I don't know if it's because I'm older and I know more about the world, or that I just worry too much. I think my biggest concern is getting motion sick on the plane...which there is a patch for (but I read some horror stories on that) and the Sea Bands, which I'm more inclined to take. I think now if I had a freak out on the plane I can control it...I do have the Xanax, got some more for when we were planning a plane trip. I took one a few months back to see it's effects on me...and it knocked me out .5 mg. I was kinda tired when I took it, then I passed out...woke up a few hours later when DH woke me to eat, had some pizza then back to bed. Now that does NOT sound like a fun day for a vacation, to be out of it and all groggy. even the next day I had no energy. I'd rather do it non medicinally.

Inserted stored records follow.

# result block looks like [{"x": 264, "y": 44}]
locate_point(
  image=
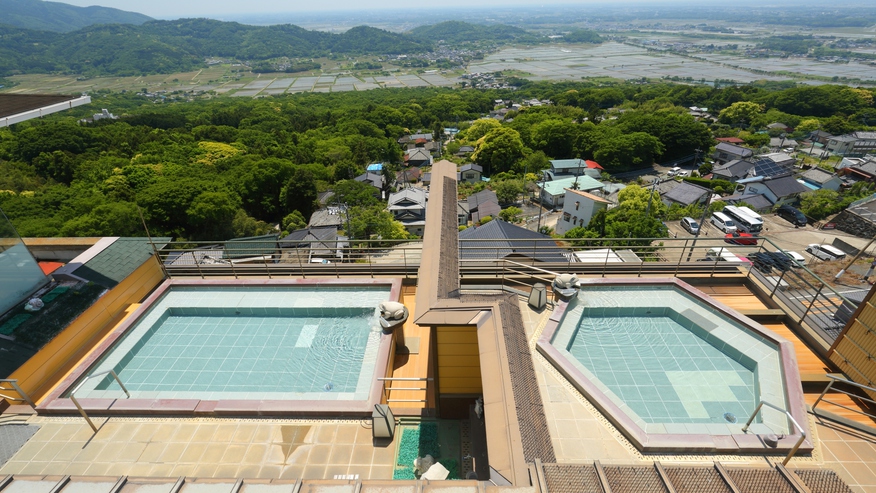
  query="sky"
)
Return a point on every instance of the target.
[{"x": 221, "y": 9}]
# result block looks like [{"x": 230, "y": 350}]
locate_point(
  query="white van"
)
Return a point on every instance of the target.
[
  {"x": 722, "y": 222},
  {"x": 825, "y": 252}
]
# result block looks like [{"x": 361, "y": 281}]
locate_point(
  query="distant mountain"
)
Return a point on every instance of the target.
[
  {"x": 61, "y": 17},
  {"x": 458, "y": 32},
  {"x": 182, "y": 45}
]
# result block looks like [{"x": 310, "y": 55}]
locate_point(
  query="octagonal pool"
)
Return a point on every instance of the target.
[{"x": 672, "y": 368}]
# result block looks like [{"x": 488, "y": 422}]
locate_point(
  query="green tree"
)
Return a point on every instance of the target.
[
  {"x": 511, "y": 214},
  {"x": 498, "y": 150}
]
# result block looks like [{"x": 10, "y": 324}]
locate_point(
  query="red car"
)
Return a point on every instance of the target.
[{"x": 737, "y": 238}]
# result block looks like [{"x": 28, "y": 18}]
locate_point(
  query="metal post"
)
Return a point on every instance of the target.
[{"x": 817, "y": 294}]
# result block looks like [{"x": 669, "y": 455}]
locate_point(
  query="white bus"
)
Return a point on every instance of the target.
[{"x": 744, "y": 221}]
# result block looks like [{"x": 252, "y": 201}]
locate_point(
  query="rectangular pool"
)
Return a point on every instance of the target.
[{"x": 240, "y": 345}]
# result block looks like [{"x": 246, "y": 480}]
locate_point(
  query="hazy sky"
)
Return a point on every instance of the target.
[{"x": 174, "y": 9}]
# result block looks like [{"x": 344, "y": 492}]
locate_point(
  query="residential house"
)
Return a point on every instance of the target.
[
  {"x": 552, "y": 193},
  {"x": 307, "y": 244},
  {"x": 686, "y": 193},
  {"x": 858, "y": 169},
  {"x": 733, "y": 170},
  {"x": 573, "y": 167},
  {"x": 757, "y": 202},
  {"x": 464, "y": 151},
  {"x": 725, "y": 153},
  {"x": 578, "y": 209},
  {"x": 483, "y": 204},
  {"x": 373, "y": 179},
  {"x": 821, "y": 179},
  {"x": 330, "y": 216},
  {"x": 418, "y": 157},
  {"x": 778, "y": 190},
  {"x": 470, "y": 173},
  {"x": 498, "y": 239},
  {"x": 853, "y": 144},
  {"x": 408, "y": 206}
]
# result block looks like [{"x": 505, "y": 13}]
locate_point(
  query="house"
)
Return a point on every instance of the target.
[
  {"x": 733, "y": 170},
  {"x": 757, "y": 202},
  {"x": 778, "y": 190},
  {"x": 483, "y": 204},
  {"x": 573, "y": 167},
  {"x": 855, "y": 144},
  {"x": 498, "y": 239},
  {"x": 579, "y": 207},
  {"x": 373, "y": 179},
  {"x": 725, "y": 152},
  {"x": 335, "y": 216},
  {"x": 408, "y": 206},
  {"x": 552, "y": 192},
  {"x": 321, "y": 242},
  {"x": 464, "y": 151},
  {"x": 822, "y": 179},
  {"x": 418, "y": 157},
  {"x": 686, "y": 193},
  {"x": 470, "y": 173}
]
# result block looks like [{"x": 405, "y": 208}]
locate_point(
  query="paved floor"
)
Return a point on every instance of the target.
[{"x": 205, "y": 447}]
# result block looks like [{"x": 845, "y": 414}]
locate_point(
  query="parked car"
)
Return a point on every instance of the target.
[
  {"x": 740, "y": 238},
  {"x": 691, "y": 225},
  {"x": 798, "y": 259},
  {"x": 791, "y": 215},
  {"x": 826, "y": 252}
]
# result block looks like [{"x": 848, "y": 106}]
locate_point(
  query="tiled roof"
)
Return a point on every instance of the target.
[
  {"x": 558, "y": 187},
  {"x": 118, "y": 260},
  {"x": 499, "y": 239}
]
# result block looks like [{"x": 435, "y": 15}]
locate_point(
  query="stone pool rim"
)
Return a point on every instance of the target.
[
  {"x": 55, "y": 403},
  {"x": 683, "y": 443}
]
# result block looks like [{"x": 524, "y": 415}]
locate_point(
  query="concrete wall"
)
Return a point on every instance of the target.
[{"x": 51, "y": 364}]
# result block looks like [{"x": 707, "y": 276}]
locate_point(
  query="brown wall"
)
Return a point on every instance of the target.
[
  {"x": 854, "y": 350},
  {"x": 49, "y": 366}
]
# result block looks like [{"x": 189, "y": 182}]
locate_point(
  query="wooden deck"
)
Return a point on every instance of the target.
[{"x": 411, "y": 360}]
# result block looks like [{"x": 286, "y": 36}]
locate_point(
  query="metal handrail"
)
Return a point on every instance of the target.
[
  {"x": 383, "y": 381},
  {"x": 836, "y": 378},
  {"x": 89, "y": 377},
  {"x": 14, "y": 382},
  {"x": 791, "y": 418}
]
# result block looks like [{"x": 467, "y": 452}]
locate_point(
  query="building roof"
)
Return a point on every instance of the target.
[
  {"x": 117, "y": 260},
  {"x": 558, "y": 187},
  {"x": 784, "y": 186},
  {"x": 736, "y": 168},
  {"x": 499, "y": 239},
  {"x": 588, "y": 196},
  {"x": 758, "y": 202},
  {"x": 687, "y": 193},
  {"x": 818, "y": 175}
]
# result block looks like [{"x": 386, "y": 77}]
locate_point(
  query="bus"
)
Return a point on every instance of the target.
[{"x": 744, "y": 221}]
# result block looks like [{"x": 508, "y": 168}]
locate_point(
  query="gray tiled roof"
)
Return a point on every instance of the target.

I just wish I could overcome this stupid, yes STUPID fear!

1 comment:

Dmarie said...

when doing something that scares me, I tell myself, "I'd rather die doing this than choking on a peanut butter sandwich" When I get on a plane and the ole fear rises up, I remind myself of that. I picture a newspaper with the headline "she never did anything, went anywhere because she was afraid of dying but she choked on a peanut butter sandwich at home." Having said that, NOT flying lowers your carbon footprint, so if you can't get over it, there's that & that's no small thing!!